In the summer of 2014, for instance, more than 200,000 weapons, some 43 percent of the small arms the U.S. had sent to Afghanistan at that point, were improperly recorded, with missing or duplicate serial numbers in Pentagon records.
On the receiving side, the picture was even worse: The Afghan forces were found to have “no standardized or automated system” to keep track of the weapons they received. “There is a real potential for these weapons to fall into the hands of insurgents,” said the report’s understated conclusion, “which will pose additional risks to US personnel, the ANSF, and Afghan civilians.” And how!
Before that, in 2009, weapons and ordnance collected from the bodies of Taliban insurgents were discovered to be of American provenance. Though some of the gear might have been obtained in battle, more likely it came from corrupt Afghan “allies.”
Even earlier, in 2007, we learned that 30 percent of the weapons sent to Iraqi Security Forces from June 2004 to December 2005 were similarly missing. Those 190,000 lost arms far outnumbered the 14,000 known to be missing the year before and have themselves been far outnumbered since.
Today that same dysfunction persists. We are arming our enemies in significant part thanks to poor record-keeping, a seemingly basic task which our government has yet managed to botch. The excuse given to the Times was a matter of speed: Bothering to record the serial numbers of the weapons we shipped abroad would have slowed down the war on terror, claimed a Pentagon spokesman. Because acting quickly was so important, he said, “lapses in accountability of some of the weapons transferred occurred.”
It strains credulity past breaking point to imagine taking the time for proper bookkeeping could have made our Mideast boondoggles any worse than they are today. On the contrary, keeping better track of these arms could only have made us more secure.
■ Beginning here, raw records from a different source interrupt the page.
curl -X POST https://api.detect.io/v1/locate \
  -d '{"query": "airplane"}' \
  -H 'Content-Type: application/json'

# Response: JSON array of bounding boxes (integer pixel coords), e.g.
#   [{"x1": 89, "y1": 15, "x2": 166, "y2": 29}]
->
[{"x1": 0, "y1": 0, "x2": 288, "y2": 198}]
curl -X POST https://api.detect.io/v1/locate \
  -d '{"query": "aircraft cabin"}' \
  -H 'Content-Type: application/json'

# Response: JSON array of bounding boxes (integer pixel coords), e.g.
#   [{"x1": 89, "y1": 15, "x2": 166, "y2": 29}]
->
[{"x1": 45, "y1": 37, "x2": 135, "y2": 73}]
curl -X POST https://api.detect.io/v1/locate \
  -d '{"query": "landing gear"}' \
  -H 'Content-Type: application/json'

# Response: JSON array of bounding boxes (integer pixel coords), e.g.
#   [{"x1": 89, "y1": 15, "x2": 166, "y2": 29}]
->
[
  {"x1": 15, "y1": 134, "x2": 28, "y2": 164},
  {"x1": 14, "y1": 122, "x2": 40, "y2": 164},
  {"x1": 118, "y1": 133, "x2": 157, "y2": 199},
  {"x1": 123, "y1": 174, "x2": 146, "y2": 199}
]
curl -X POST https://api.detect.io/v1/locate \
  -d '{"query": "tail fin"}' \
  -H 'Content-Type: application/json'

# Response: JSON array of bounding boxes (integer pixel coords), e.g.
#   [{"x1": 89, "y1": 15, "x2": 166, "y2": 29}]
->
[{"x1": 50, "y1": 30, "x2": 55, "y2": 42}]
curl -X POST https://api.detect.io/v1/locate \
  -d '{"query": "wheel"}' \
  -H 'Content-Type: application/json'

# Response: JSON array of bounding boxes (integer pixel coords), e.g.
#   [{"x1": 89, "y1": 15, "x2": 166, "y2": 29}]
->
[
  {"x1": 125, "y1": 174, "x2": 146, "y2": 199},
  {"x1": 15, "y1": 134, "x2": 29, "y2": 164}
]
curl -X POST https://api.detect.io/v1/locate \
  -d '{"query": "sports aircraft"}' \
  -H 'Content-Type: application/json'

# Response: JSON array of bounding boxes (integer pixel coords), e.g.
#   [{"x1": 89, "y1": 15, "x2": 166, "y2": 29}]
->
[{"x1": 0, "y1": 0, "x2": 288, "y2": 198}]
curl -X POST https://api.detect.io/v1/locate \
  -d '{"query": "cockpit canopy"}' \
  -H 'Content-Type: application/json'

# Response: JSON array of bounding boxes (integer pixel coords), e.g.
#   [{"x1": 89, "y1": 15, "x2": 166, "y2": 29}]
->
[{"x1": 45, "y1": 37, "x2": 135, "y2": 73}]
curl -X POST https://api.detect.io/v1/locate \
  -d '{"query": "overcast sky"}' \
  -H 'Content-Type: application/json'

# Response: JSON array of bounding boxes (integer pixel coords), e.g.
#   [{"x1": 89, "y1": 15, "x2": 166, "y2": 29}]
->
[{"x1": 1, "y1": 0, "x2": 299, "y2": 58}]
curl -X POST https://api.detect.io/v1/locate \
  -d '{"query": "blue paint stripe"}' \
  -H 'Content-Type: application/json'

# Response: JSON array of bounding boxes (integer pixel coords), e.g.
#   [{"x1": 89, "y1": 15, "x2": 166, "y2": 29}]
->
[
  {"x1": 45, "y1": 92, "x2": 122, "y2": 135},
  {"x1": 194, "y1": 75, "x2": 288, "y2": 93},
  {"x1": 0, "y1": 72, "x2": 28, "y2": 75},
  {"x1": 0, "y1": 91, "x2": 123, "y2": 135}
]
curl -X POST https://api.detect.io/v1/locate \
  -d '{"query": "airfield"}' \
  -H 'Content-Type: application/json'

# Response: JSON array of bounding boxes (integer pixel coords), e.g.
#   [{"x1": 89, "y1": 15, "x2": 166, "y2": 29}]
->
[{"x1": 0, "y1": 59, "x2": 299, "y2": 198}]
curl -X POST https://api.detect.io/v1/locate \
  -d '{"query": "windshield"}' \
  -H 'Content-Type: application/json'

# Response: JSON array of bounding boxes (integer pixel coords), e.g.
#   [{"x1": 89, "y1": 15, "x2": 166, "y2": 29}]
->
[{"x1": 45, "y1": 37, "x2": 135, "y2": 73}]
Despite years of evidence that reckless arms transfers contribute to regional chaos, the Obama administration is sending more powerful weapons for distribution in the Middle East. Meanwhile, both Hillary Clinton and Donald Trump have made statements in support of arming at least some subset of “friendly” fighting forces in Iraq and Syria, assuring the black market of a steady supply of American weaponry for the foreseeable future.
When this wasteful and dangerous cycle will finally end is anyone’s bet. At this rate, it’s long odds it will ever happen at all.